Ghost crater with Rimae Secchi atop its northwestern rim. A smaller ghost crater is seen inside the bigger one. Photo by LRO, 2018.

Rimae Secchi is a system of rilles on the Moon, in northwestern Mare Fecunditatis. They are approximately 40 km long and run along the shore of the mare.

Rimae Secchi are named after the nearby crater Secchi which, in turn, is named after an Italian astronomer Angelo Secchi. The name of the rilles was approved by the International Astronomical Union in 1985.[1] In 1974, the name Fossae Secchi was proposed on a map[2] published by the US Defense Mapping Agency, but this name was not adopted (on the Moon, the term Rima is traditionally used instead of Fossa). Before this, during preparation to Apollo 8 and 10 flight, the rilles were informally nicknamed Apollo Rille.[3]

The northern end of Rimae Secchi is Y-shaped, and the southern part consists of several separate troughs. Rimae Secchi run along the northwestern rim of a ghost crater (lava-filled crater) of approximately 85 km diameter. The rilles are centered at 1°00′N 44°06′E / 1.0°N 44.1°E / 1.0; 44.1.

The northern part of Rimae Secchi is surrounded with a dark halo, probably pyroclastic deposits like volcanic ash. Such deposits are common near the edges of lunar maria, including several areas in Mare Fecunditatis.[4]

To see this feature, a telescope with an aperture of 20 cm or larger is needed.[5]

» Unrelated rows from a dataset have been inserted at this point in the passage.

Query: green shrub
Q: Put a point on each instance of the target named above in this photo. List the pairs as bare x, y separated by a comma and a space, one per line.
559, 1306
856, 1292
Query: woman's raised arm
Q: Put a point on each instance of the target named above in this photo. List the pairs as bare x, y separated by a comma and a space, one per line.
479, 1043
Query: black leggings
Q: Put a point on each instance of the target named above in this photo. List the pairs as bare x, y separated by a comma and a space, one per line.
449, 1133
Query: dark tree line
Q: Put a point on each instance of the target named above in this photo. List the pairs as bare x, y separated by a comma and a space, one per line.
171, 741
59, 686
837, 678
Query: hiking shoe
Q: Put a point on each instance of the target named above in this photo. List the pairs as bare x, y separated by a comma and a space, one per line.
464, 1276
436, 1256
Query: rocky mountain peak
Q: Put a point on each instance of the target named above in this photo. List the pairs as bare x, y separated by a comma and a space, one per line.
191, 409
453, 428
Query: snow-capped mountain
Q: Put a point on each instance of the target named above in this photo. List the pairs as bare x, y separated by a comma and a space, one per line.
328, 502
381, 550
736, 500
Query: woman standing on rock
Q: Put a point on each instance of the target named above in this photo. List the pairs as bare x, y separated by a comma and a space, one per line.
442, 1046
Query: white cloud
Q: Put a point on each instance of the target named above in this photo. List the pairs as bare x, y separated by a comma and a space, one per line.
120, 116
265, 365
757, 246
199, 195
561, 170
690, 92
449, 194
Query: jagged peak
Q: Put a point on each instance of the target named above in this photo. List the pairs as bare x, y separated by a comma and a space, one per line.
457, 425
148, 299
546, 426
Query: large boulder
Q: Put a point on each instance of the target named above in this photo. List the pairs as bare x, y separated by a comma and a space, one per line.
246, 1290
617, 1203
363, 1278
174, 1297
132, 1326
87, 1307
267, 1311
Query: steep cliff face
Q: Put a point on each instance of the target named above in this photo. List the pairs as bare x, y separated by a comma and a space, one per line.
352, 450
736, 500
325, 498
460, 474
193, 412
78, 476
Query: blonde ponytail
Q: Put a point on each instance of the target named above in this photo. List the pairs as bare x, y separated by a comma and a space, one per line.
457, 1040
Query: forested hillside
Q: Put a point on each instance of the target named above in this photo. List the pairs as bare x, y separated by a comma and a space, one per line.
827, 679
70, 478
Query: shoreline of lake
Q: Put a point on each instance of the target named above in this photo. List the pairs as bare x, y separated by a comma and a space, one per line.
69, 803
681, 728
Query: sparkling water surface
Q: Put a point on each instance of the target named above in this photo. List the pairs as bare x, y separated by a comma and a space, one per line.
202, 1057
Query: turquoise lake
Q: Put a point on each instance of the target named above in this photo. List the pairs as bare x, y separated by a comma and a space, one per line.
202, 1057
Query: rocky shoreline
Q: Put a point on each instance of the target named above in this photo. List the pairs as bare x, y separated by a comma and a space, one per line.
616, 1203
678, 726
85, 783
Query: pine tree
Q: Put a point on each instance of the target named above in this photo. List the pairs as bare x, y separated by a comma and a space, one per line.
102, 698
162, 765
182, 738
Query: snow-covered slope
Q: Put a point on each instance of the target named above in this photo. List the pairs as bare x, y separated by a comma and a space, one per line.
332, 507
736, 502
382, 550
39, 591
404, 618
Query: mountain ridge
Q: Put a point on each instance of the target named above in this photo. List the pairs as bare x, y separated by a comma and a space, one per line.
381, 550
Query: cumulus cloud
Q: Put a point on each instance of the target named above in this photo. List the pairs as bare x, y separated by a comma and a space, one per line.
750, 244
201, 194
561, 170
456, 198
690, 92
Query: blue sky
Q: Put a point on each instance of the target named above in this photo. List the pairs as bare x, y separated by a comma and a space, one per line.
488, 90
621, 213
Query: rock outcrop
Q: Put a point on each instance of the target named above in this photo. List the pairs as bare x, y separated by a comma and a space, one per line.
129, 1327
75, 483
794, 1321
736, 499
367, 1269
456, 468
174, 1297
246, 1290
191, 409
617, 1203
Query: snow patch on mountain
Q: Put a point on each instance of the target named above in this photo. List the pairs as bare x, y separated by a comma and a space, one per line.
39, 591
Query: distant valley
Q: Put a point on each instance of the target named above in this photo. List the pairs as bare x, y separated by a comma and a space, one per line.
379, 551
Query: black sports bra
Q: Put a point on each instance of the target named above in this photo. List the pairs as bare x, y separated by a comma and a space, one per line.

  1. ^ "Rimae Secchi". Gazetteer of Planetary Nomenclature. USGS Astrogeology Research Program.
  2. ^ Lunar Topographic Orthophotomap LTO-61C4 (Secchi).
  3. ^ "Rimae Secchi". The Moon-Wiki. Archived from the original on 2019-02-08.
  4. ^ Wood C. A. (2007-06-05). "Stunning!". Lunar Photo of the Day. Archived from the original on 2015-09-22.
  5. ^ Chu A., Paech W., Weigand M. (2012). The Cambridge Photographic Moon Atlas. Cambridge University Press. p. 50. doi:10.1017/CBO9781139095709.014. ISBN 9781107019737.CS1 maint: Multiple names: authors list (link)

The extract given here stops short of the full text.